有了之前一个先例,孙仲谋手指之处,便是将士们所到之处,可以说,孙仲谋是指哪,他们就打哪。 然而,良久,仍未找到半点与许贡书信有关的物件。 孙仲谋虽然内心焦灼,却只能托着下巴淡淡地守株待兔。 毕竟,此事还真不是抓了就能找得见的,这事情总有三分气运在里头,若是天不给,单凭人力,也只怕难以扭转乾坤。 几个守城的小卒正哈气连天,两个小卒喝了一碗热茶,顺手递给了孙仲谋一碗。 “这位大人年少有为,不知道怎么称呼。”
“不过是个无名小卒罢了。”
孙仲谋此刻无心与这些人寒暄,为了抓信使更是分心不得。 几个小卒见孙仲谋不肯搭话,想着这张昭身边的近人果然不一样,就是清高,便也不再有人搭理孙仲谋,生怕有蓄意攀附不成的嫌疑。 还是一旁的将士从怀中掏出来一块烙饼,撕成一半,递给了孙仲谋。 “其实大人刚到城门口的时候,我就看见大人了。”

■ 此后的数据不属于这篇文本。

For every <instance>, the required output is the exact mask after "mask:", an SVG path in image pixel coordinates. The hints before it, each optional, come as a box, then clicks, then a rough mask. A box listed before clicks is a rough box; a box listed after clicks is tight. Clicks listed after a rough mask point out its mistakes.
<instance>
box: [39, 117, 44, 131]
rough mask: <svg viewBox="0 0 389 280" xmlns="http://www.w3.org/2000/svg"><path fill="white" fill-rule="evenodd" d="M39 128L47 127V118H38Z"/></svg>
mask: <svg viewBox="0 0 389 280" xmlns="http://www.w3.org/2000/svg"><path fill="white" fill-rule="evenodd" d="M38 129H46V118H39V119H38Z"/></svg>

那将士咧着嘴,说着狠狠地咬了一口烙饼,“大人的目的太明确了,这样反而容易打草惊蛇,给大人一个建议,坐下来吃吃茶,与兵士们有说有笑的谈谈天,这样大人想查的人也更容易露出马脚。”
听着身边士兵的劝告,孙权终于还是做了下来,找了一个正对着城门口的位置,跨步而坐,接了半块烙饼,往嘴里塞。 他也的确是饿了,为了秘密完成这一项任务,他和朱然还有步练师三人一早上连饭都没用,就直接跑了出来。 步练师常年执行任务忍饥挨饿都是家常便饭,可他一个贵公子,哪里受过这个苦? 即便是在外游学,那也都是家中给了足够的盘缠的。 就在孙仲谋低头吃烙饼的时候,一前一后两个人正缓缓朝着北城门的方向行进。 “我说盛矬子,你说咱们到了许昌,真的会有人盛情款待咱们吗?”

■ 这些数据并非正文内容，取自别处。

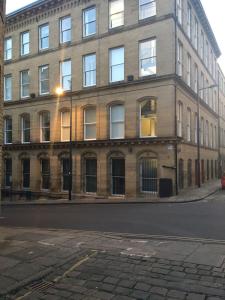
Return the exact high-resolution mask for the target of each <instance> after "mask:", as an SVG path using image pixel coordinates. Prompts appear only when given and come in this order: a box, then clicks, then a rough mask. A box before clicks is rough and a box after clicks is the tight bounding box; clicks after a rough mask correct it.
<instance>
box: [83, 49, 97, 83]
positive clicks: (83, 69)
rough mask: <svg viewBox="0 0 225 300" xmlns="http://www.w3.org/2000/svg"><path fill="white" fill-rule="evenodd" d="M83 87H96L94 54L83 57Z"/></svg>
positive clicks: (95, 64) (95, 63)
mask: <svg viewBox="0 0 225 300" xmlns="http://www.w3.org/2000/svg"><path fill="white" fill-rule="evenodd" d="M83 85H84V87H88V86H95V85H96V54H88V55H85V56H84V57H83Z"/></svg>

一个看起来有些不太聪明的魁梧汉子跟在盛光焘身后,低声问道。 “会。”
盛光焘牵着马,可惜马匹太高,以他的身高,头刚刚超过马匹的膝盖,因此将缰绳放得格外长。 魁梧汉子发问道,“你凭什么这么肯定?”
“凭咱们怀里这封信。”
盛光焘拍了拍胸脯,一副胸有成竹的样子。 魁梧汉子却没有盛光焘这副骄傲的神态,“既然你说这玩意这么重要,不如都给你,省的我弄丢了。”
“孔机灵,你知道大人为什么要让咱们兵分三路走吗?”
那个名叫孔机灵的汉子摇着脑袋,目光呆滞地看向盛光焘。 “因为大人不愿意把鸡蛋放在一个篮子里,不然怕一损俱损啊!”
盛光焘说着,连连摇头。 孔机灵这才恍然大悟地点点头,而后发问道,“那你为什么要让咱俩一起走?”

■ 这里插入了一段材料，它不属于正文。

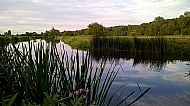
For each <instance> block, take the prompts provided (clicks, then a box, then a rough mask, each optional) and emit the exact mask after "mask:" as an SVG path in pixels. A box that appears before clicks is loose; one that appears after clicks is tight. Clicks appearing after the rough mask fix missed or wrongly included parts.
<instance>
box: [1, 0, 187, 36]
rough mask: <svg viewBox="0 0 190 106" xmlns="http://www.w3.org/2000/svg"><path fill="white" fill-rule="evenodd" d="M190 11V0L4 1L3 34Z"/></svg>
mask: <svg viewBox="0 0 190 106" xmlns="http://www.w3.org/2000/svg"><path fill="white" fill-rule="evenodd" d="M185 11H190V0H0V33H4V32H5V31H7V30H9V29H10V30H11V31H12V32H13V33H14V34H16V33H25V32H26V31H28V32H33V31H35V32H38V33H40V32H44V31H46V30H50V29H51V28H52V27H55V28H56V29H59V30H60V31H63V30H77V29H81V28H86V27H87V25H88V24H90V23H92V22H98V23H101V24H103V25H104V26H106V27H109V26H115V25H128V24H141V23H144V22H150V21H152V20H154V18H155V17H157V16H162V17H164V18H166V19H167V18H175V17H178V16H179V15H180V14H183V13H184V12H185Z"/></svg>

“我武功奇差,但主意多,你武功高,但脑子不灵光,咱俩一起走,才有胜算啊。”
说着盛光焘耸了耸肩膀。 那个名叫孔机灵的壮硕汉子点点头,而后似乎感觉出来哪里不对一般,忽然开口道,“你才脑子不灵光呢?从小我娘就说了,我是我们村最聪明的孩子。”
“是,你们整个村十户饿死了八户,就你一个后代,你可不是最聪明的吗?”
“也是。”
孔机灵挠着头,将一根长棍握在手中,身后紧跟着一匹马,两人两马朝着北城门的方向走去。 “咱走吧。”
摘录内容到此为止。